Lynette Abel  / Aesthetic Realism & Life

Continuation of the Aesthetic Realism class
"It Is, As It's Elsewhere" 


      The name Billy Sunday, Mr. Siegel observed, has a rhythm like the present day evangelist, Billy Graham--and the similarities do not end there.   At the time of this lecture, 1970, our country was engaged in a massive, brutal war in Vietnam for the purpose of forcing an economic system--the profit system--on people who wanted the freedom to choose something else for their country.   Billy Graham, the Presidential minister, supported this horribly unjust war which took the lives of more than a million people.   Graham, Mr. Siegel commented, "serves the highest interests of General Motors better than he serves the highest interests of the only son of God." 

    Later in the poem, Sandburg is passionately critical of an aspect of "secular injustice,"-- economic injustice--that Billy Sunday wasn't interested in: 

You tell $6 a week department store girls all they need is 
     Jesus; you take a steel trust wop, dead without having 
     lived, gray and shrunken at forty years of age, and you 
     tell him to look at Jesus on the cross and he'll be all right. 
You tell poor people they don't need any more money on 
     payday and even if it's fierce to be out of a job, 
     Jesus'll fix that up all right, all right--all they
     gotta do is take Jesus the way you say. 
I'm telling you Jesus wouldn't stand for the stuff you're 
     handing out. Jesus played it different. The bankers 
     and lawyers of Jerusalem got their sluggers and 
     murderers to go after Jesus just because Jesus wouldn't 
     play their game. He didn't sit in with the big thieves.
     "Sandburg knows how to use a long sentence followed by a short one," said Mr. Siegel, pointing to the relation of depth and speed in these lines. And with deep compassion and respect for the art and life of Carl Sandburg, he said: 
This is not the Sandburg who later had an estate in North Carolina, but it is the Sandburg whom the poetry of America will cherish. When you wrote "To a Contemporary Bunkshooter," [Carl Sandburg] you didn't sit in with congressmen, senators. Your friends were mighty strange, like the anarchists now in Chicago. That's when you wrote poetry, Sandburg, not when the Chief Executive called you pal!
     "The greatest line" in this poem, Mr. Siegel said, "is the last": 
I've been to this suburb of Jerusalem they call Golgotha, 
     where they nailed Him, and I know if the story is 
     straight, it was real blood ran from His hands and the 
     nail-holes, and it was real blood spurted in red drops 
     where the spear of the Roman soldier rammed in between 
     the ribs of this Jesus of Nazareth.
"It is the staccato independency of these words," Mr. Siegel said, "that make it poetry" And he said it would be even better if this was put in short lines. But it's powerful even as a long line.   I think the poem should be studied," he said, "and people should be sincere: Do they think poetry is there?" 

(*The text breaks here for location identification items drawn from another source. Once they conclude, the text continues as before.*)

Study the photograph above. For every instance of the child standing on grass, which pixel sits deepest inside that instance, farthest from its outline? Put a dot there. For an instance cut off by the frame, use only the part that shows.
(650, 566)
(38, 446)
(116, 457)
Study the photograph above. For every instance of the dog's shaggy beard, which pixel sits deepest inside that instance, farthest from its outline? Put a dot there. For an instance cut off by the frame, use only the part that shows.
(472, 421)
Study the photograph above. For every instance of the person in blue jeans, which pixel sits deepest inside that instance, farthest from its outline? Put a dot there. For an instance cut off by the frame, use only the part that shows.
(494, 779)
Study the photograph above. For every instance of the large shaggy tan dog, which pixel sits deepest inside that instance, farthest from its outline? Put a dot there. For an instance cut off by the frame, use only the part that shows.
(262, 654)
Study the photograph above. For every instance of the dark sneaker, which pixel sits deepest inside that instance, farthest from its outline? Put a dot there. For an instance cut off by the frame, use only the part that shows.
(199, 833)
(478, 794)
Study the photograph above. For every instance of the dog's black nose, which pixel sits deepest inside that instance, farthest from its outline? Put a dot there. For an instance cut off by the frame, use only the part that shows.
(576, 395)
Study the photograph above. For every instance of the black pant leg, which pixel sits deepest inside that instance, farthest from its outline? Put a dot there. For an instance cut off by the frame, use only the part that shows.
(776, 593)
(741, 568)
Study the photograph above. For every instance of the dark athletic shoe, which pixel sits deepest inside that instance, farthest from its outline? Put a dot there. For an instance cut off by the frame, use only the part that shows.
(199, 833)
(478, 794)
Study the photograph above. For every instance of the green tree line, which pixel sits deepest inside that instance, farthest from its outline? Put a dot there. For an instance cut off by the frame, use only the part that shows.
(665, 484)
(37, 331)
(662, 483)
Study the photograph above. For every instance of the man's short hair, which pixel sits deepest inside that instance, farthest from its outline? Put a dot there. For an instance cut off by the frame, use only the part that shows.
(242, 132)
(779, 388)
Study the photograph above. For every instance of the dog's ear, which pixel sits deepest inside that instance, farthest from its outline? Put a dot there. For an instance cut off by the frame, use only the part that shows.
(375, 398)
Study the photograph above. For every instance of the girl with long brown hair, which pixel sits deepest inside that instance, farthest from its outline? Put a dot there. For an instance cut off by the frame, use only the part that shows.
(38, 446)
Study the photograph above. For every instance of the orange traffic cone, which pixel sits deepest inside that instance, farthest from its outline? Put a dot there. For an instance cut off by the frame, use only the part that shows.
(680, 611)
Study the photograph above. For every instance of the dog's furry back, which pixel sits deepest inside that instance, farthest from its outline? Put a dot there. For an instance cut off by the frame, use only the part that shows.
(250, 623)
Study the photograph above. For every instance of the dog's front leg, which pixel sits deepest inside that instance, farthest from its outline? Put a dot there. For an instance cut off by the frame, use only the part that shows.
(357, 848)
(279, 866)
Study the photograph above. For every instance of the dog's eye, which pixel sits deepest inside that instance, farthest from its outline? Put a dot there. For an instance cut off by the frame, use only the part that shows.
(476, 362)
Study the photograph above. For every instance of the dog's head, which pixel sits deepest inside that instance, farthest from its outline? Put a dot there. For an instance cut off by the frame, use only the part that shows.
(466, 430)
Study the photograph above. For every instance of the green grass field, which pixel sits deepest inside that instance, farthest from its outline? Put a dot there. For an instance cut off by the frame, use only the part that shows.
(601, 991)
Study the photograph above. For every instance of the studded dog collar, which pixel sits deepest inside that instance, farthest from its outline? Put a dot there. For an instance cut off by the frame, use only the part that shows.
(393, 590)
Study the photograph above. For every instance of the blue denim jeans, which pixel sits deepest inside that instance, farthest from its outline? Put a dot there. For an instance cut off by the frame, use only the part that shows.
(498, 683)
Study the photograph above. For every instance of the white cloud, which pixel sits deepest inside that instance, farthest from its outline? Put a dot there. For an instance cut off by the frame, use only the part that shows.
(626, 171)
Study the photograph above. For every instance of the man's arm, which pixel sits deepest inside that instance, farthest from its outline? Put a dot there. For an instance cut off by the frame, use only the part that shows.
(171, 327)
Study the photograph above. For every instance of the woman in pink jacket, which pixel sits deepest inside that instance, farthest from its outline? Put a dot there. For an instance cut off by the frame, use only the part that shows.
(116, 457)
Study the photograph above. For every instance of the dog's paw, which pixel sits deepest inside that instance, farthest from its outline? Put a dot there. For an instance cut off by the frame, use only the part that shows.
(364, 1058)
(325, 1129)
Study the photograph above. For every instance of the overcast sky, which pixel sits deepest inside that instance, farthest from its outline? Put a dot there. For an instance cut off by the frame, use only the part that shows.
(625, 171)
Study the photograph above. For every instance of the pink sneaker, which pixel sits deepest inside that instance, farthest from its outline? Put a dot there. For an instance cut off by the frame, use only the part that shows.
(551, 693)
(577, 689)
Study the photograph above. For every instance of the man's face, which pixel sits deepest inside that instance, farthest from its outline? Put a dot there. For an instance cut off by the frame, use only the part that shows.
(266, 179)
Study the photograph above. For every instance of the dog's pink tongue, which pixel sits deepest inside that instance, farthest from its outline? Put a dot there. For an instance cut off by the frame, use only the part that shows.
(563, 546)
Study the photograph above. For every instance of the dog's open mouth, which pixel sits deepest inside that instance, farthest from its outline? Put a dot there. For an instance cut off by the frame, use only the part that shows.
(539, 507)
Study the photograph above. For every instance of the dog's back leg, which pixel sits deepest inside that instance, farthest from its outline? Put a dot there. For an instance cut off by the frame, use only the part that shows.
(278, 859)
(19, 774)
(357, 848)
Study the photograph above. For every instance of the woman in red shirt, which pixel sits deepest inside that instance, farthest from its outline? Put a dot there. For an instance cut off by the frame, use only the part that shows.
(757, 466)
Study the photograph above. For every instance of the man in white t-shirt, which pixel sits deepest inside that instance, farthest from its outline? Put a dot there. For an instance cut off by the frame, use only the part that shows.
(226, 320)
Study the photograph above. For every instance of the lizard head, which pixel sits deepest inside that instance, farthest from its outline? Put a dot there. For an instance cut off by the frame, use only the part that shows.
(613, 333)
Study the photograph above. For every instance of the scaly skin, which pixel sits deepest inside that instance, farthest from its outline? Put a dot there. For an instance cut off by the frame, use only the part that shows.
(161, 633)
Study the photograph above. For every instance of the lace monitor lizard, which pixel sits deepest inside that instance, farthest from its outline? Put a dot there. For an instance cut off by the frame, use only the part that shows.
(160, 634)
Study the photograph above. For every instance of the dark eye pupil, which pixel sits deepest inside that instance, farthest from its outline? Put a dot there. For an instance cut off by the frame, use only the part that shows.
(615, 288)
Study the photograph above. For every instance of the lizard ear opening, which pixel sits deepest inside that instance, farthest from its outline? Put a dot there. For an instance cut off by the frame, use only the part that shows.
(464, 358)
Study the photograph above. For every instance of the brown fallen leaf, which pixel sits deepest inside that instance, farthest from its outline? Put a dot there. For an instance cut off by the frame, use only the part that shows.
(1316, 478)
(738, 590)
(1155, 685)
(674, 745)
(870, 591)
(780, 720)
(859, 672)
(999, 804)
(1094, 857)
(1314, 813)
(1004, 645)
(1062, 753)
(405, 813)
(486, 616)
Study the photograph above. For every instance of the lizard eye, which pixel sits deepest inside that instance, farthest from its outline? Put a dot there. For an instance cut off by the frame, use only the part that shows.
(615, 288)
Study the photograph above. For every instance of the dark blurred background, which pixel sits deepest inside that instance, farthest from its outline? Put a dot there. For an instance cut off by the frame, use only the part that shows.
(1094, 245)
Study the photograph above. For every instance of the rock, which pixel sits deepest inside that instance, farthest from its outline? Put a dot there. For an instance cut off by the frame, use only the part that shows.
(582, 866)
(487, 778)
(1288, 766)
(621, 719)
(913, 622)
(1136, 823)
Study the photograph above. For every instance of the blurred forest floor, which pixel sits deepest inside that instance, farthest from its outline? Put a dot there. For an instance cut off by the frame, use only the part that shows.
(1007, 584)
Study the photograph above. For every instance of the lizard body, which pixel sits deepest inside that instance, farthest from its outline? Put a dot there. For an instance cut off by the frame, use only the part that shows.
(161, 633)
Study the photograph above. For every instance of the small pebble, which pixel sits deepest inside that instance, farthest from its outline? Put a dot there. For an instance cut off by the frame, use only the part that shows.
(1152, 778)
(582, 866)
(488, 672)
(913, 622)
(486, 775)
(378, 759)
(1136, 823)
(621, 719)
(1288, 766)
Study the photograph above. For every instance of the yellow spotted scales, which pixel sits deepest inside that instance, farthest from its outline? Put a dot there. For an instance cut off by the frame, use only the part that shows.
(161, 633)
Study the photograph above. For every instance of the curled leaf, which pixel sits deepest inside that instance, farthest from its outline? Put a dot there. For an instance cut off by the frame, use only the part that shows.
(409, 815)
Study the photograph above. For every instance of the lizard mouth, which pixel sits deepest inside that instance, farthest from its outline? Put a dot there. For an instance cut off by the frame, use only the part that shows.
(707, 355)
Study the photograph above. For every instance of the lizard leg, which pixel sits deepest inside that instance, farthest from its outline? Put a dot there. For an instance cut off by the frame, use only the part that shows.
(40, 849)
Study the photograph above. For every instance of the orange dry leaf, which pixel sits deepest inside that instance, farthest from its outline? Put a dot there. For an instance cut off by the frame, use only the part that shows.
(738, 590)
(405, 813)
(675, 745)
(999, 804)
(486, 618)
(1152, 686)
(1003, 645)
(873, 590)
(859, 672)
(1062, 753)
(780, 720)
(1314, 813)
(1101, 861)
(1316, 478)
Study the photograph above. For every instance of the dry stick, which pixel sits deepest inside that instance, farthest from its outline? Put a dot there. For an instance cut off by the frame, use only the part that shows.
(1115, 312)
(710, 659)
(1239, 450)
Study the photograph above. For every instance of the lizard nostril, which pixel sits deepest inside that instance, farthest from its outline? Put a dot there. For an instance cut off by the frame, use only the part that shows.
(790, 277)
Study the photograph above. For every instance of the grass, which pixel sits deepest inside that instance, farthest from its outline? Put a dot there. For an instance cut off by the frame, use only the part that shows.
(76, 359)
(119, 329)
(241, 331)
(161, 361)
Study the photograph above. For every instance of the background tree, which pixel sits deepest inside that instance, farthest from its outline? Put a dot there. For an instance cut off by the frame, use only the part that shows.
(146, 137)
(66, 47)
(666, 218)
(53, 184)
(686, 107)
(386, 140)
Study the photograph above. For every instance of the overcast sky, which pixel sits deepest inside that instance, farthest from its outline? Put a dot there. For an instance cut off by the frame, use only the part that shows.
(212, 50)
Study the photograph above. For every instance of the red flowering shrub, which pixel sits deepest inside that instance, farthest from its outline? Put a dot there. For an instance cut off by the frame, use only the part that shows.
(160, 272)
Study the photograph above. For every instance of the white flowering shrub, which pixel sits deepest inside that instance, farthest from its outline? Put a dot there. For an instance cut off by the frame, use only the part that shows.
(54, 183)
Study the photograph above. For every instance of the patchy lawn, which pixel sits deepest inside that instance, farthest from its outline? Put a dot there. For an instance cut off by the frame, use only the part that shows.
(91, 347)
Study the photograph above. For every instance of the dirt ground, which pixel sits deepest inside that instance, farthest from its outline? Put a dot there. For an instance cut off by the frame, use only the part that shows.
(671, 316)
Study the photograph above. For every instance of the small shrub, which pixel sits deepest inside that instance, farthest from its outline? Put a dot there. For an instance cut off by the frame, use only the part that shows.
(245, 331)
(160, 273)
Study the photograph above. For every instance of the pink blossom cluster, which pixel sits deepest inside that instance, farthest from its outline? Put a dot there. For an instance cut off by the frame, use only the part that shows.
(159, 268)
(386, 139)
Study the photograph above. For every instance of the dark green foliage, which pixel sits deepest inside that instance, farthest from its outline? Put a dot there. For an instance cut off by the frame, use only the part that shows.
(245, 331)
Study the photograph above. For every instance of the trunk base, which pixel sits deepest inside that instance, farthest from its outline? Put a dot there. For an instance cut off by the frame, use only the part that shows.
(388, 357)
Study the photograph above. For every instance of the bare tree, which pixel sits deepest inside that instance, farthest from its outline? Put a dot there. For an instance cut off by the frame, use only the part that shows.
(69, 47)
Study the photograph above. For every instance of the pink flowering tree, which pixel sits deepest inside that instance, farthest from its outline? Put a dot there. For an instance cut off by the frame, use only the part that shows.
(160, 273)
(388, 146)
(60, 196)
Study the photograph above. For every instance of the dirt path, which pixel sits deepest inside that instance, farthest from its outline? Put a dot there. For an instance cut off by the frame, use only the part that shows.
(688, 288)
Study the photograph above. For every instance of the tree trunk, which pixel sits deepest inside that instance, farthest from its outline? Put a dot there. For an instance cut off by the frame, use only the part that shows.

     Then, to have us see the Sandburg music in relation to poetic music "as it is elsewhere," he read from Book II, Chapter 1 of Thomas Carlyle's The French Revolution.   "Some of the best prose" is in this book, he said, and he read sentences of Carlyle that he saw as having the music of poetry.  They tell of how the forces that made for the French Revolution were at work, although quiet and unseen, for many years before--which I feel is related to the tremendous protest [of the WTO] in Seattle, Washington showing something has been growing in power and consciousness: a beautiful anger at the injustice of profit economics.